Before too long, the initial trio attracted kindred spirits in E.L.T. Mesens, Marcel Mariën and, of course, René Magritte. Over drinks in their local Brussels watering hole, La Fleur en Papier Doré – a place welcoming literary and artistic debate up to this day – the gang would discuss the creation of other periodicals to come during the 1920s such as OEsophage, Marie, Distance and Le Disque Vert. Café owner Gerard van Bruaene became a treasured companion while others such as André Souris and artist couple Louis Scutenaire and Irène Hamoir continued to join. While the talents of all of these creatives verged from poetry to music to academia, Surrealist tendencies clearly pervaded their works throughout. Reality and the unconscious collided in the creation of weird-looking creatures, illogical and thought-provoking scenes that confounded the spectator and experimental language-games.
It is often said that Magritte became a leading figure in Surrealist circles only after leaving Brussels for Paris in 1927, effectively ignoring his Belgian origins. What is often overlooked, however, is the fact that the visionary painted almost half of his oeuvre when back at his Brussels home in the peaceful Jette neighborhood after returning in 1930. The answer then as to why Magritte became the only internationally recognized Belgian surrealist – his works now deeply seated in pop culture awareness – while talented contemporaries such as E.L.T. Mesens and Marcel Mariën remain in the shadows, might well lie in the principles of these latter artists.
Unlike its Spanish counterpart, which includes larger-than-life figures such as Salvador Dalí and Joan Miró, the Belgian Surrealist movement had displayed a reluctance towards fame and infamy from the very beginning. Its code of conduct rested upon a typical Belgian modesty, from the bar its members conducted their intellectual conversations in to the simple houses and clothes they lived their lives in. While the images and texts springing from these minds were the most avant-garde the age had seen, their middle-class suits hardly screamed “surrealist revolutionaries at work.” Magritte wasn’t a ringleader as much as one part of a group of friends and equals whose opinions mattered no more than the next. For Mariën, the conviction against stardom even went so far that he decided to sever ties with Magritte once the latter one chose the career path to become an internationally renowned painter.
And then there’s Paul Delvaux, who wasn’t exactly part of the La Fleur en Papier Doré group but associated with them on several occasions nonetheless. An unmistakable surrealist, Delvaux painted nude women in a seemingly hallucinatory setting. His protagonists often find themselves joined by skeletons, ruins and other strange objects that imbue the frame with the uncanny feelings so emblematic of our dreams.
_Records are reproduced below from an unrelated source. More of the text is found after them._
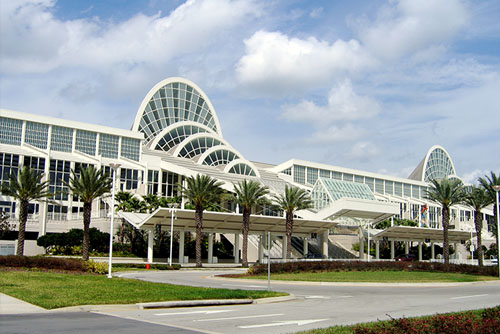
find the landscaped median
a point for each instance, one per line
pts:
(485, 321)
(72, 287)
(375, 271)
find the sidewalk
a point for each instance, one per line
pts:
(11, 305)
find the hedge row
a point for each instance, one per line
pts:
(151, 266)
(310, 266)
(487, 322)
(43, 263)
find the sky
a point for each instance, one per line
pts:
(369, 85)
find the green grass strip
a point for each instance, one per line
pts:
(376, 277)
(54, 290)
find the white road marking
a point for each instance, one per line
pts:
(317, 297)
(195, 312)
(242, 317)
(247, 286)
(473, 296)
(284, 323)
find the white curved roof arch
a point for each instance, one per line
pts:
(241, 161)
(154, 143)
(213, 149)
(190, 139)
(142, 108)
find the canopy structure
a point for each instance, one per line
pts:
(224, 222)
(407, 233)
(359, 208)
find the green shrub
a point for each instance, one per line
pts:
(96, 267)
(310, 266)
(42, 263)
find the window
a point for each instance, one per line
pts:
(10, 131)
(59, 172)
(36, 163)
(175, 102)
(299, 174)
(131, 148)
(153, 181)
(86, 141)
(37, 134)
(129, 179)
(312, 175)
(108, 146)
(61, 139)
(9, 164)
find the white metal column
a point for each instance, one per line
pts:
(150, 245)
(210, 248)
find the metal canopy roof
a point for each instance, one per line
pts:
(224, 222)
(407, 233)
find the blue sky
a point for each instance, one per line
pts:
(370, 85)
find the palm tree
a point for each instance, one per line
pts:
(293, 199)
(487, 183)
(26, 187)
(447, 193)
(248, 194)
(201, 191)
(89, 184)
(477, 199)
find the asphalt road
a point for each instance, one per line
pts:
(316, 305)
(80, 323)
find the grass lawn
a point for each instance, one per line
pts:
(376, 276)
(54, 290)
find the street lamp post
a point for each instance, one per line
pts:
(173, 207)
(497, 189)
(114, 166)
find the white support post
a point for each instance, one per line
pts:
(150, 245)
(361, 248)
(283, 249)
(210, 248)
(236, 250)
(261, 247)
(324, 244)
(420, 250)
(305, 247)
(182, 235)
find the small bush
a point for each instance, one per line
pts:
(307, 266)
(42, 263)
(96, 267)
(488, 322)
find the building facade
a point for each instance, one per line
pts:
(176, 133)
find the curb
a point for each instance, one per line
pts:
(355, 284)
(172, 304)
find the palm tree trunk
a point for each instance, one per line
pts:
(446, 243)
(87, 211)
(23, 217)
(289, 231)
(478, 222)
(246, 228)
(199, 226)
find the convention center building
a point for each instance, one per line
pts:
(177, 134)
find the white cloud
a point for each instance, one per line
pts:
(472, 176)
(275, 62)
(363, 151)
(343, 104)
(33, 40)
(407, 27)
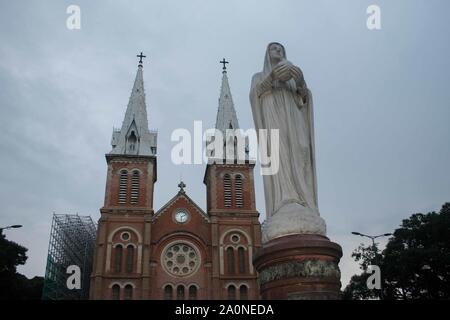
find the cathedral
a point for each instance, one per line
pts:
(178, 251)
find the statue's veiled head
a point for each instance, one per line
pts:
(274, 54)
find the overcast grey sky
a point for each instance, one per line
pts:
(381, 102)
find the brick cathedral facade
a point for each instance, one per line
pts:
(178, 251)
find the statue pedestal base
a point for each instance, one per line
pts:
(299, 267)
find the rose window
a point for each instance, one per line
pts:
(180, 259)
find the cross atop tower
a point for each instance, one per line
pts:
(224, 62)
(181, 185)
(140, 56)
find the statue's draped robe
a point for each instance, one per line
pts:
(278, 105)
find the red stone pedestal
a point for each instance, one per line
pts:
(299, 267)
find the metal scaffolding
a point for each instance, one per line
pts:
(72, 242)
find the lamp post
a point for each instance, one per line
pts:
(374, 249)
(14, 226)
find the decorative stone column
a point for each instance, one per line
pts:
(299, 267)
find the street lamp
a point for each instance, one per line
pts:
(374, 249)
(372, 237)
(14, 226)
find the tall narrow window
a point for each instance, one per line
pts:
(123, 187)
(130, 258)
(192, 292)
(115, 292)
(241, 260)
(231, 292)
(230, 260)
(132, 141)
(227, 190)
(238, 191)
(243, 292)
(180, 292)
(168, 292)
(135, 187)
(118, 259)
(128, 292)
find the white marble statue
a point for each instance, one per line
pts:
(281, 100)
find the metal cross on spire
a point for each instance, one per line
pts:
(224, 62)
(140, 56)
(181, 185)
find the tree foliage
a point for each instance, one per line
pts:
(13, 285)
(415, 263)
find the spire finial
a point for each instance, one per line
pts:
(181, 185)
(224, 62)
(140, 56)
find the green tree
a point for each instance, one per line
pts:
(415, 263)
(13, 285)
(357, 288)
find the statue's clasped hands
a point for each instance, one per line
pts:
(285, 70)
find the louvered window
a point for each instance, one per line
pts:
(115, 292)
(238, 192)
(230, 260)
(227, 190)
(130, 258)
(243, 292)
(123, 186)
(135, 187)
(118, 259)
(231, 292)
(241, 260)
(128, 292)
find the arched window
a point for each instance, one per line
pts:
(230, 260)
(118, 259)
(135, 187)
(238, 191)
(115, 292)
(227, 190)
(192, 292)
(241, 260)
(231, 292)
(123, 187)
(130, 258)
(168, 292)
(180, 292)
(243, 292)
(128, 292)
(132, 141)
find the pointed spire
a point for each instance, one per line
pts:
(226, 115)
(134, 137)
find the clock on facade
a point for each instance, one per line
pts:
(181, 216)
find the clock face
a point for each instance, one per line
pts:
(181, 216)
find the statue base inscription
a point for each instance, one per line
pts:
(299, 267)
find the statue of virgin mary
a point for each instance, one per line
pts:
(281, 100)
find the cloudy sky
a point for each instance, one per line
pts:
(381, 102)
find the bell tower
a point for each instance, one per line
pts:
(235, 227)
(123, 235)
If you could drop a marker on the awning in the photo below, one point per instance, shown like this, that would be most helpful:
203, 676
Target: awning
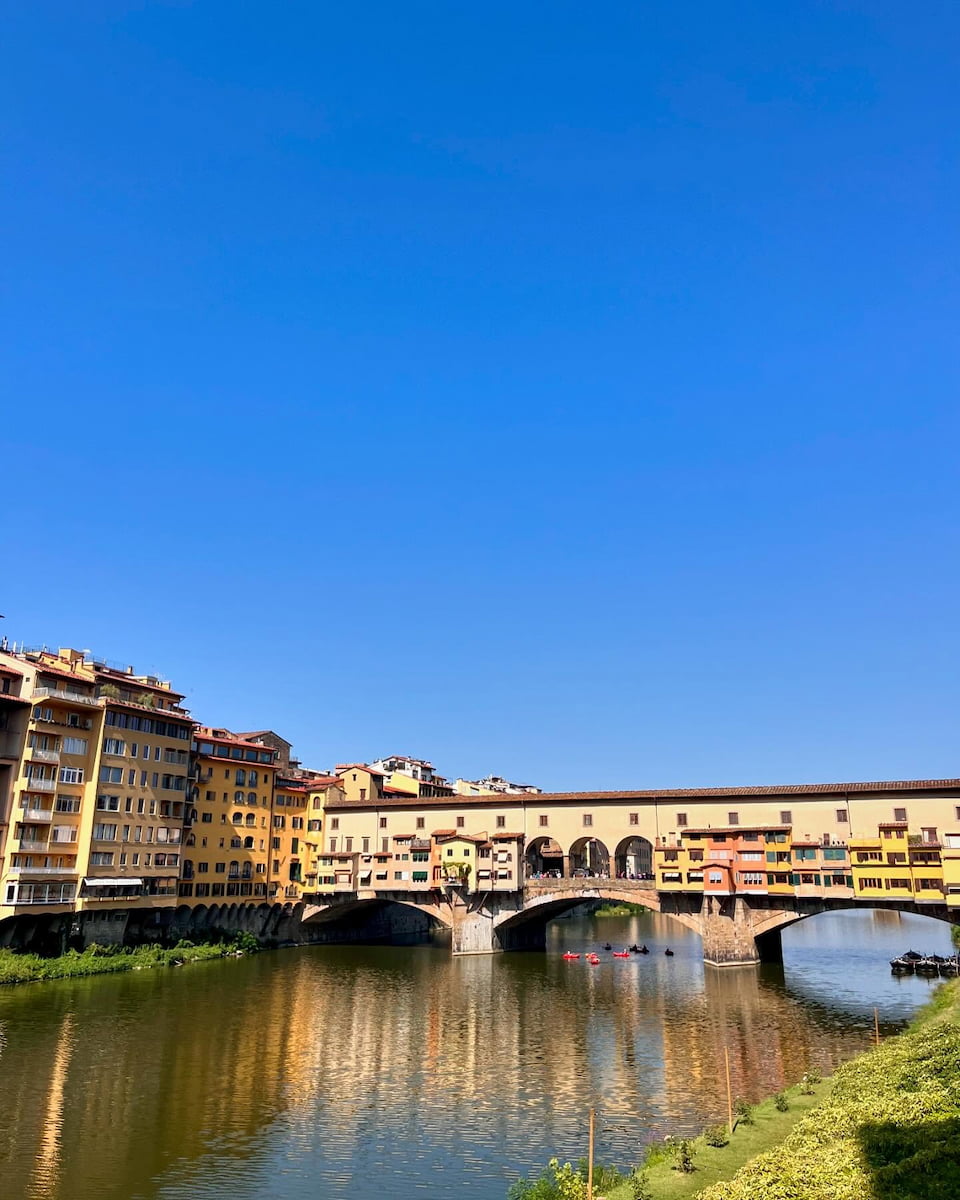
112, 883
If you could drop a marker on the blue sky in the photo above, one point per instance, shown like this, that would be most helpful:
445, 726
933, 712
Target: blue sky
559, 391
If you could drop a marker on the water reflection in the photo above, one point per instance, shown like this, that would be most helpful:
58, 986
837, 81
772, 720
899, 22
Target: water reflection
359, 1072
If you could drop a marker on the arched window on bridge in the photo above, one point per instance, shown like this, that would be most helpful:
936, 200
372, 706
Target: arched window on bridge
544, 857
634, 859
589, 856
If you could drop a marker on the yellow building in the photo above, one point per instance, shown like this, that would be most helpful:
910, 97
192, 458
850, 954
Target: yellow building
231, 840
99, 802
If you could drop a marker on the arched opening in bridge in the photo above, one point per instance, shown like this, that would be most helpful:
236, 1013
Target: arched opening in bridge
589, 856
544, 857
634, 859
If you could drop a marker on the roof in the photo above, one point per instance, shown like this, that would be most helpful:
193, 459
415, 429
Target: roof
725, 831
676, 793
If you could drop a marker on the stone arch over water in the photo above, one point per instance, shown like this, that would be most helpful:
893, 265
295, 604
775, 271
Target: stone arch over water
634, 858
589, 855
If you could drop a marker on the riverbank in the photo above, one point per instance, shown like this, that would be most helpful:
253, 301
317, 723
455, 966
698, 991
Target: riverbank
886, 1127
17, 969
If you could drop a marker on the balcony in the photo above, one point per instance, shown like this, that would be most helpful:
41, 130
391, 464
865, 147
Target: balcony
43, 755
66, 697
41, 870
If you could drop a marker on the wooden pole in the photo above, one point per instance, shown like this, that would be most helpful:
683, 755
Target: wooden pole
589, 1161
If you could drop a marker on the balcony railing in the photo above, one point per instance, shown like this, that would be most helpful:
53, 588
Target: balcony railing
41, 870
67, 697
43, 755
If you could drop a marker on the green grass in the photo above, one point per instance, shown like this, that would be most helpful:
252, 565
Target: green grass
714, 1163
108, 960
885, 1127
889, 1128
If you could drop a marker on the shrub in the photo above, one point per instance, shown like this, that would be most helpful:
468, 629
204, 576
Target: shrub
717, 1135
743, 1113
640, 1187
683, 1156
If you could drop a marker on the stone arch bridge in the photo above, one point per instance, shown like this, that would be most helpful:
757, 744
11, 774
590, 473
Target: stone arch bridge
735, 930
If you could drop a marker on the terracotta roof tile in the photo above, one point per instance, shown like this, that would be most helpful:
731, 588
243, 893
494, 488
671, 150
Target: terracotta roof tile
676, 793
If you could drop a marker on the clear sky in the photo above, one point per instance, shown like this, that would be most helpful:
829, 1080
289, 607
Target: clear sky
567, 391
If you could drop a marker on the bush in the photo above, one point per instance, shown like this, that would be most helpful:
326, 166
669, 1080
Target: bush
683, 1156
640, 1187
717, 1135
888, 1131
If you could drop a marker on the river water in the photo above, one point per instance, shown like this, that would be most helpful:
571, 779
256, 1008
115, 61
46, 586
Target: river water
382, 1072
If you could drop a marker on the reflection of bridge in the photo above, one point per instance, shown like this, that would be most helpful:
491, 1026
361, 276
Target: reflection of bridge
733, 929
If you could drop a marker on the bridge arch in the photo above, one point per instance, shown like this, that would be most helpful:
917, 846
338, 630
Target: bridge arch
634, 858
591, 856
544, 856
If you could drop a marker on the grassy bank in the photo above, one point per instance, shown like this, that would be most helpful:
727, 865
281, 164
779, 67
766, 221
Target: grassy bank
107, 960
714, 1163
885, 1127
889, 1128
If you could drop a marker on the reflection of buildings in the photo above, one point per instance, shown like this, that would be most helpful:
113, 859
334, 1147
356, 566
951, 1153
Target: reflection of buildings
339, 1048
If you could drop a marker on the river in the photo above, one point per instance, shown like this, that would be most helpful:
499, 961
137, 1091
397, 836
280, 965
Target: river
385, 1072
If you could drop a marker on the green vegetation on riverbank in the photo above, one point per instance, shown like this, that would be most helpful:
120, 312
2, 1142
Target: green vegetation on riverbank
109, 959
886, 1127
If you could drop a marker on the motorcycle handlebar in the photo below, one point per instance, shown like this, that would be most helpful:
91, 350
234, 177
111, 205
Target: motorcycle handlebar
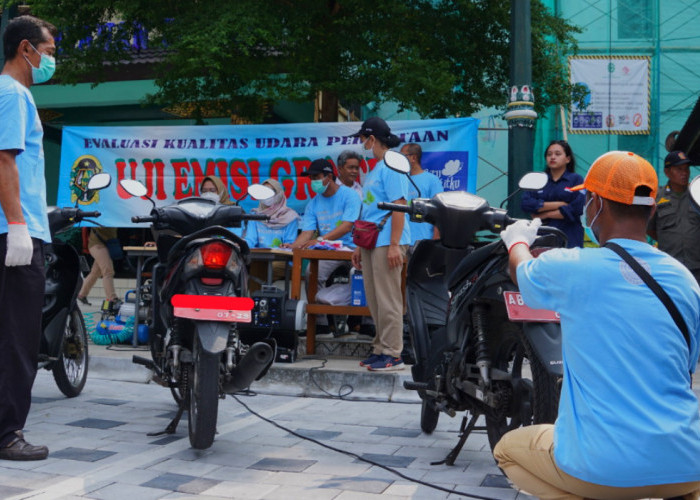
394, 207
94, 213
145, 218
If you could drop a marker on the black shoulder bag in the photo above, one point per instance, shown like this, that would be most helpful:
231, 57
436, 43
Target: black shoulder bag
656, 288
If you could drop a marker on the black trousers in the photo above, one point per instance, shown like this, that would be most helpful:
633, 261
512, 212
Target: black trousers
21, 301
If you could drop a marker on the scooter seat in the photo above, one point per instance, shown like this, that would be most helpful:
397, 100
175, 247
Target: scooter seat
471, 262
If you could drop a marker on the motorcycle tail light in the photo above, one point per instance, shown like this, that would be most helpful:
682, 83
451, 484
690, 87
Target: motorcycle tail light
212, 281
215, 255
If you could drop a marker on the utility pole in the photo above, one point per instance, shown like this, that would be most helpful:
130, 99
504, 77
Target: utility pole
6, 14
521, 115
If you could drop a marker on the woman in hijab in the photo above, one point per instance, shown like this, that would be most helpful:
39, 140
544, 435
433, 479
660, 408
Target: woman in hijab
280, 229
211, 186
283, 225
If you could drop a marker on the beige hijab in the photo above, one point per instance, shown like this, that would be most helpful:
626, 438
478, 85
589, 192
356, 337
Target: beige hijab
220, 188
280, 214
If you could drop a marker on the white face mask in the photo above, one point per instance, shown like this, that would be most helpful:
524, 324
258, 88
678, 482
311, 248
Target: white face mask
210, 196
270, 201
589, 227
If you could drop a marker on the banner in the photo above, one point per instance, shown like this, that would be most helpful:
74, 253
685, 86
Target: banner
619, 93
172, 161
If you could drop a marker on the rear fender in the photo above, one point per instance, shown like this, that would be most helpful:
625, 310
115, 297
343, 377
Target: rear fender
545, 339
213, 335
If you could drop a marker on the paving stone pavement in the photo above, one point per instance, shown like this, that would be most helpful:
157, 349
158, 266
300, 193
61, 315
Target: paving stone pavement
100, 450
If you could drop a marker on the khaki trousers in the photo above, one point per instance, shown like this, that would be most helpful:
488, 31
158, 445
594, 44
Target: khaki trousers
101, 267
384, 299
526, 455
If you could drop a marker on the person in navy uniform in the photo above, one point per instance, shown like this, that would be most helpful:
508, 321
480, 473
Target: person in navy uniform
676, 223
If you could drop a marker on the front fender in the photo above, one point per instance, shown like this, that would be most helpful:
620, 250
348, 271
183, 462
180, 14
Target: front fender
545, 339
213, 335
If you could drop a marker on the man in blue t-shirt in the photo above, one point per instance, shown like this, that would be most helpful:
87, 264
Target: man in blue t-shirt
331, 213
24, 227
428, 184
330, 216
628, 423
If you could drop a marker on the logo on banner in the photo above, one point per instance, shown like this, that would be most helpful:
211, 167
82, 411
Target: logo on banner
82, 170
449, 166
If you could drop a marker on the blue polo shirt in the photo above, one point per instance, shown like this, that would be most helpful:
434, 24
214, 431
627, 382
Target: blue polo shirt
384, 184
556, 191
21, 131
429, 185
325, 213
627, 414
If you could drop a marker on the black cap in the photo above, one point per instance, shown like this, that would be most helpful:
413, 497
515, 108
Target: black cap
675, 158
374, 126
320, 166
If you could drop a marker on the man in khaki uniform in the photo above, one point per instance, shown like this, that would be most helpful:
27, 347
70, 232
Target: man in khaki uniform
676, 224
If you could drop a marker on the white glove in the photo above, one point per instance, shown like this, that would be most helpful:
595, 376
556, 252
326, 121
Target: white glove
522, 231
19, 246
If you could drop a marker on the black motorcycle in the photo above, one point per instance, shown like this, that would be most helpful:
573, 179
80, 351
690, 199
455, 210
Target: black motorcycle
199, 293
477, 347
64, 340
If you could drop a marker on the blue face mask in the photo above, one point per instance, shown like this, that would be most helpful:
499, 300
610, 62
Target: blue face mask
46, 69
318, 186
588, 228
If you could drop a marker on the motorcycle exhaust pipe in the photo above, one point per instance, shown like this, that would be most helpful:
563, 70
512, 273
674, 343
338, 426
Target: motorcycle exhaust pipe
258, 357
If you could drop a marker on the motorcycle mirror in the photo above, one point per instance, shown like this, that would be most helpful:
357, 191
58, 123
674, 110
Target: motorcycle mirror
694, 190
134, 188
397, 161
99, 181
260, 192
533, 181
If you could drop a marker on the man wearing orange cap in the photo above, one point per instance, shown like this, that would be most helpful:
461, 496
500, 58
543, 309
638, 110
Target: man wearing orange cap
628, 424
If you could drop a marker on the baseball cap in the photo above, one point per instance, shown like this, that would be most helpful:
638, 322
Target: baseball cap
675, 158
617, 174
373, 126
319, 166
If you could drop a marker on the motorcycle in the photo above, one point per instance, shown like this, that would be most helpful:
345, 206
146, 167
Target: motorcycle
64, 341
477, 347
199, 295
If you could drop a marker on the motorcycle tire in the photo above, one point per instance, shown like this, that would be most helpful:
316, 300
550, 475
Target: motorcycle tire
203, 397
533, 400
429, 417
71, 368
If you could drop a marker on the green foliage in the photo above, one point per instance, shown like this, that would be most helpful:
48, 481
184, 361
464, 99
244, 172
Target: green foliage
437, 57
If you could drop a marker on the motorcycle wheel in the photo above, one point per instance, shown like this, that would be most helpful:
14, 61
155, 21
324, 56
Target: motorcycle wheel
203, 388
71, 367
429, 417
534, 398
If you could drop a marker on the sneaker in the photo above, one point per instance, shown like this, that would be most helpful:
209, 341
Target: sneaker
323, 332
372, 358
386, 363
19, 449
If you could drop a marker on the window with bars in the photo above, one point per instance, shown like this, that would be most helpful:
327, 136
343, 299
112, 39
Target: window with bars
634, 19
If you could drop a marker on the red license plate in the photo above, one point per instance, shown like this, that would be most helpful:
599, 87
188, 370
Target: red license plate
213, 308
518, 311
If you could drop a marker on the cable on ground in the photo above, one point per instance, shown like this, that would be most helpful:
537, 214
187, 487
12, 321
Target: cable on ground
358, 457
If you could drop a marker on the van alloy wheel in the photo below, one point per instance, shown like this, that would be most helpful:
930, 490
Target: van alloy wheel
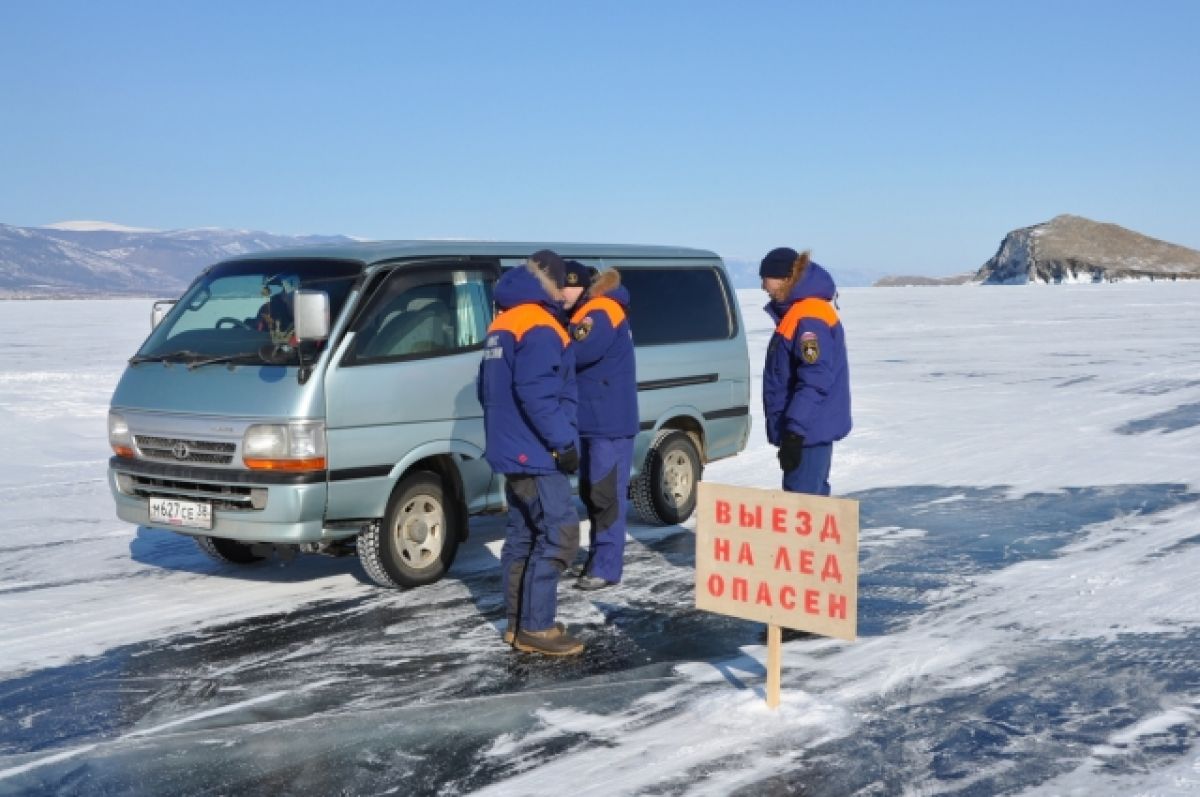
415, 543
665, 490
676, 479
419, 532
Of course, Belgian Surrealism today is mostly known through René Magritte, a painter so witty and thought-provoking that two Brussels museums housing over 200 of his original works attract hundreds of thousands of visitors every year. Still, Magritte’s legacy can also be seen as a gateway to the rest the inventive tradition has to offer. Take a walk off the beaten track by having a beer at the history-laden La Fleur en Papier Doré or by visiting the Schaerbeek Cemetery where poet Marcel Mariën rests under the surrealist message: “There is no merit in being anything.”